Nessas condições esse homem não pode ser identificado como alguém pertencendo a algum grupo seja étnico, seja religioso. Ele é apenas um home ferido à beira da estrada. Ele está próximo da morte e precisa, desesperadamente, de socorro. A grande questão é: quem irá socorrer esse homem nessas condições?
2. O Sacerdote
E, ocasionalmente, descia pelo mesmo caminho certo sacerdote; e, vendo-o, passou de largo.

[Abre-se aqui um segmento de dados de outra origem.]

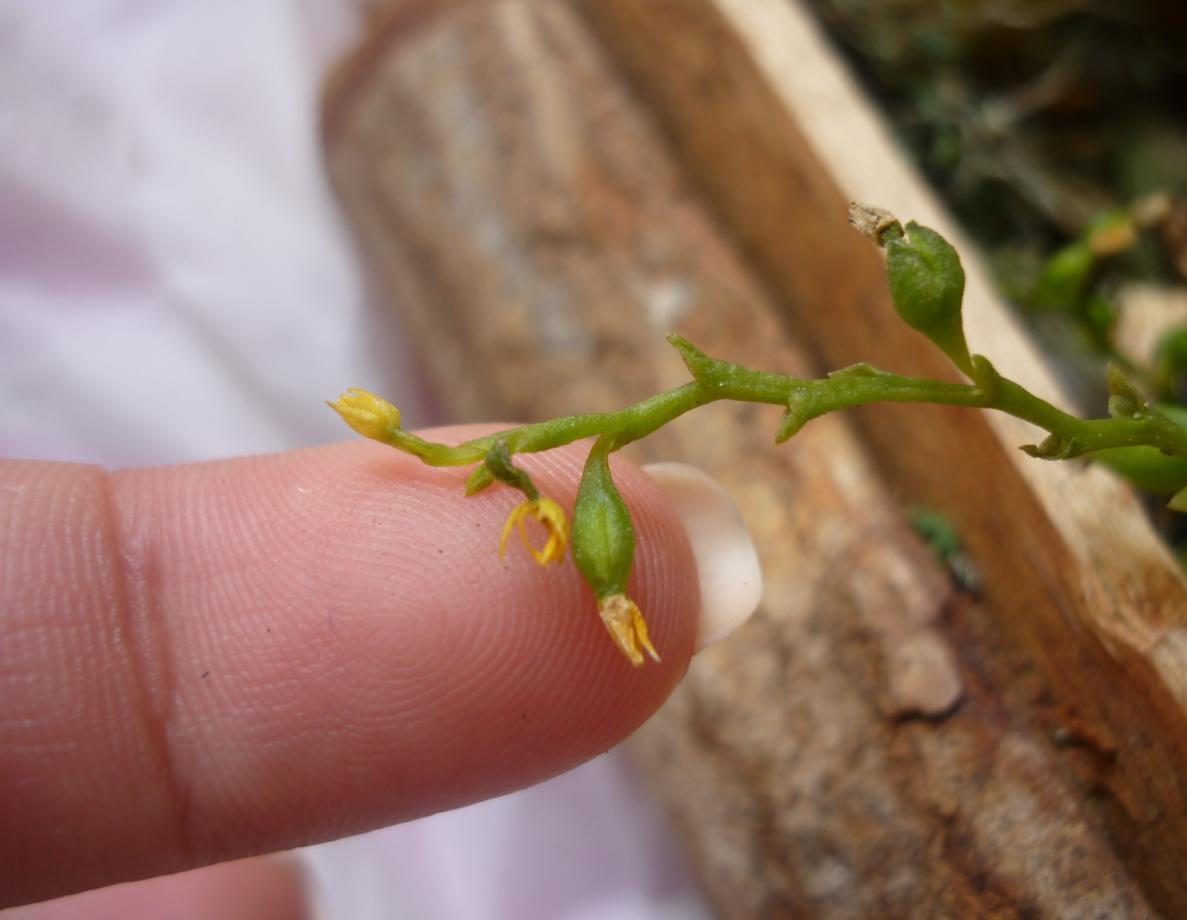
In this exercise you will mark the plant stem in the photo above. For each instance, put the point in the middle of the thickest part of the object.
(808, 399)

É muito provável que o sacerdote mencionado por Jesus estivesse montado — em um jumento — já que pertenciam à classe mais abastadas e tinham recursos para adquirir animais que servissem como meio de transporte. Até hoje, na Palestina, ninguém que tenha posses caminha 27 quilômetros. Apenas os pobres e os destituídos andavam e andam até os dias de hoje. Então, parece que todos os ouvintes de Jesus assumiam essa realidade tornando a menção da mesma dispensável.
Por outro lado, o samaritano também estava montado, mas esse fato não é revelado logo de cara. O animal do samaritano terá um papel fundamental mais para frente, mas quando ele surge no cenário seu animal não é mencionado.
Assim temos motivos de sobra para assumir que a atitude do sacerdote é tanto mais condenável, porque o mesmo tinha meios de transportar o homem caído à beira da estrada. Era sua obrigação sepultar o homem caso estivesse morto, mesmo que isso representasse ficar cerimonialmente impuro por 7 dias, ou socorrê-lo caso ainda se encontrasse vivo. Os rabinos ensinavam que recusar ajuda a alguém machucado era tornar-se responsável por tudo o que pudesse acontecer com aquela pessoa. Mas escritos como o livro de Sabedoria de Ben Sirach — ver Sabedoria 12:1—7 — ensinava que não se devia socorrer o “pecador” — odiado por Deus — sob nenhuma hipótese. Então podemos entender que o sacerdote estivesse dividido, do ponto de vista teológico entre esses dois ensinamentos, mas as Escrituras hebraicas exigiam dele que socorresse o homem necessitado.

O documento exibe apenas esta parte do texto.